Since the routines to fetch the time of the day kept showing up pretty high in the perf profiles we took during those benchmarks, we tried changing to the tsc clocksource.

It does have an impact on performance, but in the benchmark it didn’t give an amazing boost. Nonetheless I would recommend to use it:

echo tsc > /sys/devices/system/clocksource/clocksource0/current_clocksource


We tried to pin nginx workers to sets of CPUs, but no matter how we arranged the CPU mask, we could not get better performance than what we had above.

We have not done extensive testing regarding this technique, but at first sight it doesn’t seem very promising.

Maybe pinning would be more beneficial on the client side?


In light of all the tests we did, the best performance for this particular benchmark was achieved using the following configuration:

  • c3.8xlarge HVM running Ubuntu 12.04
  • Latest 3.13 kernel available (3.13.0-61)
  • SR-IOV enabled on the instance
  • Latest compatible version of the ixgbevf network driver. (2.11.3)
    • this version has 2 receive queues, it allows to spread interrupts load on 2 CPUs
  • InterruptThrottleRate in dynamic mode.
    • Reduces the interrupt rate, lets the CPU handle more packets per interrupt
  • Receive Packet Steering to spread packet handling load to multiple CPU
    • Set CPU mask to keep packets in the same NUMA domain as the CPU handling the interrupts.
    • Performance does not scale linearly when adding CPUs to RPS.
    • Using 7 CPUs gave the best performance for our benchmark (realworld use will probably differ).
    • The CPU handling the interrupts should NOT be enabled in the CPU bitmask. doing so kills the performance


We do not currently have a need to handle more than 250k QPS on a single server, so it is unlikely that we’ll deploy all of these tweaks to our production environment.

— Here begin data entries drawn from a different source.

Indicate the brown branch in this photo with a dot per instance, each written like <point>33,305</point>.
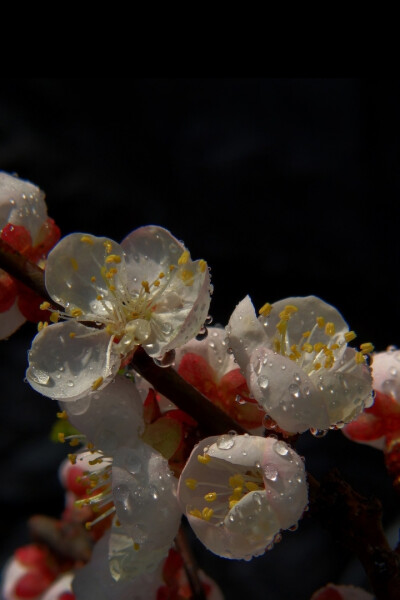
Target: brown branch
<point>190,565</point>
<point>356,523</point>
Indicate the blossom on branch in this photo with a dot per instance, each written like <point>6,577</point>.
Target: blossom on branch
<point>25,227</point>
<point>298,365</point>
<point>379,425</point>
<point>239,491</point>
<point>146,291</point>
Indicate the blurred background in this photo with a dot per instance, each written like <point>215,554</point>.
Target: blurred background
<point>287,187</point>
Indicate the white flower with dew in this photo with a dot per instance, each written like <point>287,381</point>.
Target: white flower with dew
<point>146,291</point>
<point>239,491</point>
<point>22,207</point>
<point>298,365</point>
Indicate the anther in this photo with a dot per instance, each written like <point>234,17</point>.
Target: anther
<point>184,258</point>
<point>265,310</point>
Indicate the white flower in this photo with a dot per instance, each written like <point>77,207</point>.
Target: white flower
<point>146,291</point>
<point>24,225</point>
<point>239,491</point>
<point>298,365</point>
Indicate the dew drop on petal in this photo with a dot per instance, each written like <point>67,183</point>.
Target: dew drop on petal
<point>225,442</point>
<point>263,382</point>
<point>270,472</point>
<point>281,448</point>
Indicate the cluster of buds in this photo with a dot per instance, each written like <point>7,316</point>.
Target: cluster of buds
<point>143,462</point>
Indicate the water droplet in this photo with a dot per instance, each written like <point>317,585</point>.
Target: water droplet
<point>281,448</point>
<point>270,472</point>
<point>167,360</point>
<point>225,442</point>
<point>318,433</point>
<point>294,390</point>
<point>203,333</point>
<point>263,382</point>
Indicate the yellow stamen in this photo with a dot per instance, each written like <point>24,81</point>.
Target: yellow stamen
<point>204,459</point>
<point>191,483</point>
<point>330,328</point>
<point>366,348</point>
<point>350,336</point>
<point>360,359</point>
<point>202,265</point>
<point>210,497</point>
<point>265,309</point>
<point>97,383</point>
<point>113,258</point>
<point>207,513</point>
<point>184,258</point>
<point>86,239</point>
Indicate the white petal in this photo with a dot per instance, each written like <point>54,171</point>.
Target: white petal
<point>144,493</point>
<point>76,274</point>
<point>64,367</point>
<point>244,332</point>
<point>10,321</point>
<point>386,373</point>
<point>285,392</point>
<point>149,251</point>
<point>344,391</point>
<point>21,203</point>
<point>309,308</point>
<point>113,418</point>
<point>181,312</point>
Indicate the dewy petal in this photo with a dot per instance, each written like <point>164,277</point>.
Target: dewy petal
<point>21,203</point>
<point>309,308</point>
<point>144,493</point>
<point>239,491</point>
<point>285,392</point>
<point>244,332</point>
<point>94,580</point>
<point>149,251</point>
<point>67,360</point>
<point>78,275</point>
<point>10,321</point>
<point>345,392</point>
<point>386,373</point>
<point>113,415</point>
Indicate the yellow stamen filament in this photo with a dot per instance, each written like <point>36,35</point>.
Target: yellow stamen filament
<point>113,258</point>
<point>86,239</point>
<point>184,258</point>
<point>330,328</point>
<point>210,497</point>
<point>97,383</point>
<point>202,265</point>
<point>366,348</point>
<point>204,459</point>
<point>350,336</point>
<point>265,310</point>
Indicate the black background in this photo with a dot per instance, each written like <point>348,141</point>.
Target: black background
<point>285,186</point>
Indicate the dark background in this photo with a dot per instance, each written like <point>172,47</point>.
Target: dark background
<point>285,186</point>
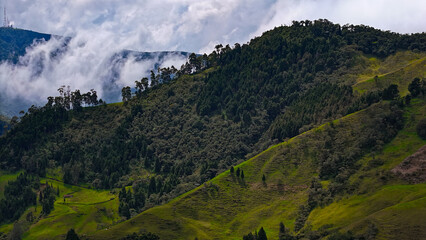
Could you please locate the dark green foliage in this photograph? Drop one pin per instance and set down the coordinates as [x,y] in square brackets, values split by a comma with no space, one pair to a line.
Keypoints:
[72,235]
[201,123]
[421,128]
[391,92]
[261,235]
[126,94]
[18,195]
[132,200]
[284,234]
[144,236]
[337,158]
[47,198]
[416,87]
[249,236]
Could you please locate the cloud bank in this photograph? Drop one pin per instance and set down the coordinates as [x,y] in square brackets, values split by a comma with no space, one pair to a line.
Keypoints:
[99,29]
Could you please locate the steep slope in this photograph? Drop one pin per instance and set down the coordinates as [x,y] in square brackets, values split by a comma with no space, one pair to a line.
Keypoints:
[228,207]
[222,109]
[13,42]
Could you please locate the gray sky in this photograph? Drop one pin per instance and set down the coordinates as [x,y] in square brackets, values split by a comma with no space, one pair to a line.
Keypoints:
[197,25]
[102,28]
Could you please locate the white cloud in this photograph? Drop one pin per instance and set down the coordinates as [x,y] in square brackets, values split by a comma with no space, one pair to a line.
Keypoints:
[102,28]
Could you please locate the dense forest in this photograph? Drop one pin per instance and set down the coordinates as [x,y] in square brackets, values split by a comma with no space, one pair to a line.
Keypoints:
[188,125]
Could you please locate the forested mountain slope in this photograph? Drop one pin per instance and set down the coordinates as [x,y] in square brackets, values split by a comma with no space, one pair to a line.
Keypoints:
[332,178]
[221,109]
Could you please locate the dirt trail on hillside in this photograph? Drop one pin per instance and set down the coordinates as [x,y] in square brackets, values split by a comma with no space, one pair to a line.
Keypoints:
[413,168]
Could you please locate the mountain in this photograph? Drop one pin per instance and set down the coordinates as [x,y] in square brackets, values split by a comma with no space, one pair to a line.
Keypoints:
[14,44]
[322,112]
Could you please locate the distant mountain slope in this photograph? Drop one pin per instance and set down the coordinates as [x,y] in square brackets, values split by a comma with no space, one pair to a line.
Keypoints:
[222,109]
[229,207]
[13,42]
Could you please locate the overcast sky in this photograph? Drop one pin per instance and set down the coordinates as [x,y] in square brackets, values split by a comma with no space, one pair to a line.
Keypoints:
[101,28]
[197,25]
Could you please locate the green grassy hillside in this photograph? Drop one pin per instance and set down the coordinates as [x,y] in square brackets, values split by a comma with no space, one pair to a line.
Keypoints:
[228,207]
[415,66]
[87,211]
[165,142]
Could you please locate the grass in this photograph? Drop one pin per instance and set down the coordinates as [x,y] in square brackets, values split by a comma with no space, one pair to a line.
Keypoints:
[400,76]
[86,211]
[228,207]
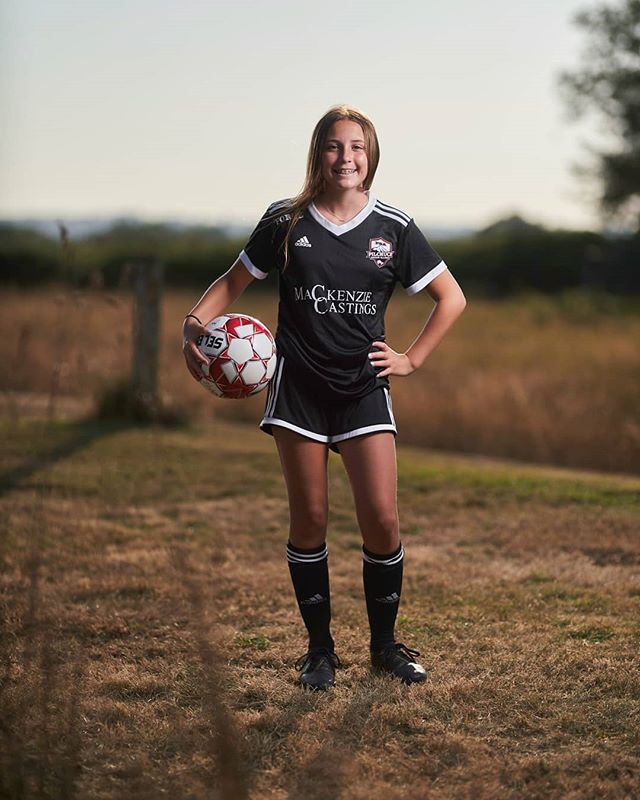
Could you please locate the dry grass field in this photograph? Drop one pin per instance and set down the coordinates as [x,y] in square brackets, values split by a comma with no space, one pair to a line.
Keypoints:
[149,628]
[550,380]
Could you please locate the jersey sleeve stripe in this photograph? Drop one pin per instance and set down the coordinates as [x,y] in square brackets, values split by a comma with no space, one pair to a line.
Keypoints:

Nonetheless, it is quite useful to understand the current limits of the environment and how we could scale it from its current limit of ˜70k QPS up to 1M+ QPS.

We will probably be deploying part of these measures which require minimal effort and maintenance but still allow to lift the QPS limit up to 250k QPS:

  • enable SR-IOV on our instances supporting it (keeping the original 2.11.3-k driver with a single rx queue)
  • enable interrupt throttling

That’s simple enough and gives an appreciable performance gain.


I’d be really curious to run this benchmark again on the C4.8xlarge instance type. These monsters have 36 cores so we can probably squeeze a bit more performance out of them.

It would also be interresting to test the latest version of the ixgbevf driver (2.16.x) to see how it compares to the ancient version available for Ubuntu 12.04. Yes yes… I know, we should upgrade to 14.04, but at this point waiting for 16.04 might be a better time investment. Besides, the most recent versions don’t compile on 14.04 either, it seems like it still needs a patch.